For the last few years I’ve had a research project about Spanish word origins on the back burner. This summer I’ve resurrected the project, and it is simmering nicely: I have now finished the first major stage.

The focus of the project is Spanish borrowings, or loanwords: words in Spanish that originated in other languages. The project applies to Spanish the methodology from Martin Haspelmath and Uri Tadmor’s World Loanword Database (WOLD) project. Beginning in 2004, Haspelmath and Tadmor organized a team of linguists to collect data on loanwords in forty-one languages around the world. In 2009 they published their results in a book, Loanwords in the World’s Languages: A Comparative Handbook (De Gruyter), and the contributing linguists shared their data on the WOLD website.

My goals in this project are:

  1. To compare Spanish to the forty-one languages in the WOLD project, in terms of (i) its percentage of loanwords, and (ii) these words’ characteristics, such as their part of speech.
  2. To quantify the relative contributions of different source languages to Spanish vocabulary. I already did this for my first book, using a random sampling of five hundred words from a standard Spanish etymological dictionary. But that sample may have skewed toward more recherché vocabulary.
  3. To address various issues involved in etymological research, in Spanish and in general.

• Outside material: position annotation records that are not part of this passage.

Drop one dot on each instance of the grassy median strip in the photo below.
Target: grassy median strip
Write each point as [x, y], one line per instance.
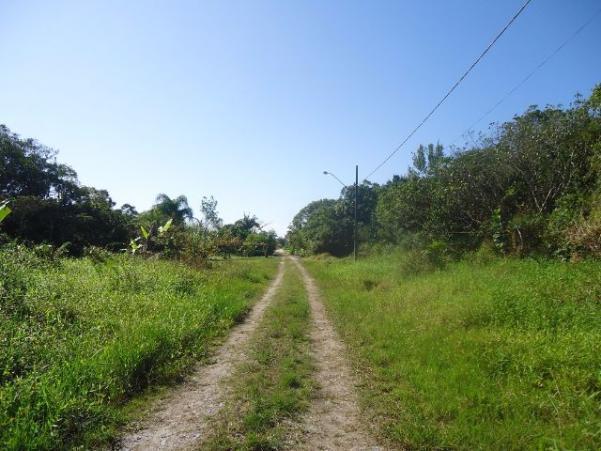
[80, 338]
[503, 354]
[275, 385]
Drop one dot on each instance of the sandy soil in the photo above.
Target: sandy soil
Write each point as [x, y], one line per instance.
[333, 421]
[179, 421]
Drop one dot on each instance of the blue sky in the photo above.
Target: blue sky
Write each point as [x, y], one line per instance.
[249, 101]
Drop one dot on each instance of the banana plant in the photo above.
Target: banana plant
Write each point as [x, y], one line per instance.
[4, 211]
[140, 243]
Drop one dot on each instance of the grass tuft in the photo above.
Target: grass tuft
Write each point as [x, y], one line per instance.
[79, 339]
[501, 355]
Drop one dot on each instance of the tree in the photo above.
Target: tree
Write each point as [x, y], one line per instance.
[208, 207]
[176, 209]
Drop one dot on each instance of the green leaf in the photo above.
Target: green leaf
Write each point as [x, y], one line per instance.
[164, 228]
[4, 211]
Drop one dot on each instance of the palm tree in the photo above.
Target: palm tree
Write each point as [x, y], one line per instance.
[176, 209]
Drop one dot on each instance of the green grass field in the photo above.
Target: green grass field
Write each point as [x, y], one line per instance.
[275, 385]
[497, 354]
[79, 339]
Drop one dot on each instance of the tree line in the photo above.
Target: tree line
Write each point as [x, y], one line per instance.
[48, 206]
[531, 187]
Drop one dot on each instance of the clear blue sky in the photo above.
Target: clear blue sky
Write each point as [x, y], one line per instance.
[249, 101]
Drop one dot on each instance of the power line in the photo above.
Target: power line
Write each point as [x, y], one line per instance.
[450, 91]
[536, 69]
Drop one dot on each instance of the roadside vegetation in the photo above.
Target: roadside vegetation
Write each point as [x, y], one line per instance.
[530, 187]
[274, 387]
[488, 353]
[81, 337]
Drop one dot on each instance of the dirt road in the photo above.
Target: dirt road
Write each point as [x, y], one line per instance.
[333, 422]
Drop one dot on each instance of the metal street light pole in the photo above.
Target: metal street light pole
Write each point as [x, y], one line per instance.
[355, 227]
[355, 213]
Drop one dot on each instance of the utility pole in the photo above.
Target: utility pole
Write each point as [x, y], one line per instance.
[355, 228]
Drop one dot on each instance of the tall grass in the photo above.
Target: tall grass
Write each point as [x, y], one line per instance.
[79, 338]
[485, 354]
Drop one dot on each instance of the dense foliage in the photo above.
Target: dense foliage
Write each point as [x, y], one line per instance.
[534, 186]
[79, 337]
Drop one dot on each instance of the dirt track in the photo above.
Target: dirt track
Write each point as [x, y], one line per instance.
[333, 422]
[180, 420]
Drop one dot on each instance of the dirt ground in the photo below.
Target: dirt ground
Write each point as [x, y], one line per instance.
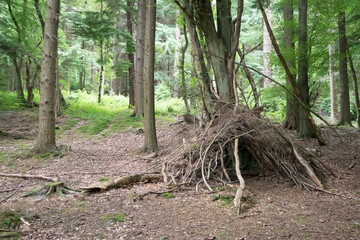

More about the WOLD project

In order to obtain comparable results across the WOLD languages, all participating linguists started with the same list of 1460 core meanings: ‘house,’ ‘mother,’ ‘go,’ and so on. Each linguist identified ‘their’ language’s words for these meanings, then traced the origins of those words using a standardized set of guidelines. I have now completed the first of these two steps for Spanish. It raised all sorts of interesting issues, which I will discuss in my next blog post.

One goal of the WOLD project was to compare the frequency of borrowing in different languages. In other words, of the core meanings, how many were expressed in each language by loanwords? As shown in the table below, borrowing rates ranged from 1.2% for Mandarin Chinese to 62.7% for Selice Romani. Yaron Matras’s review of the WOLD Handbook in the journal Language points out that these two languages are spoken in diametrically different environments. Speakers of Mandarin “show little or no bilingualism”; the language has “a status as a majority language, a powerful standard, and a sociopolitically dominant population.” In contrast, Selice Romani is associated with “universal multilingualism, a minority language status, the absence of a written standard, and sociopolitical marginalization.”

Romanian, the only Romance language in the project, fell into the “high borrowers” category (25.9% to 45.6%), as did English. My previous research (see above) placed Spanish in the “very high borrowers” category, with roughly one-third “native” vocabulary (from Vulgar Latin), one-third later borrowings from Latin, and one-third words from other languages. It will be interested to see whether this holds up for a WOLD-based lexicon.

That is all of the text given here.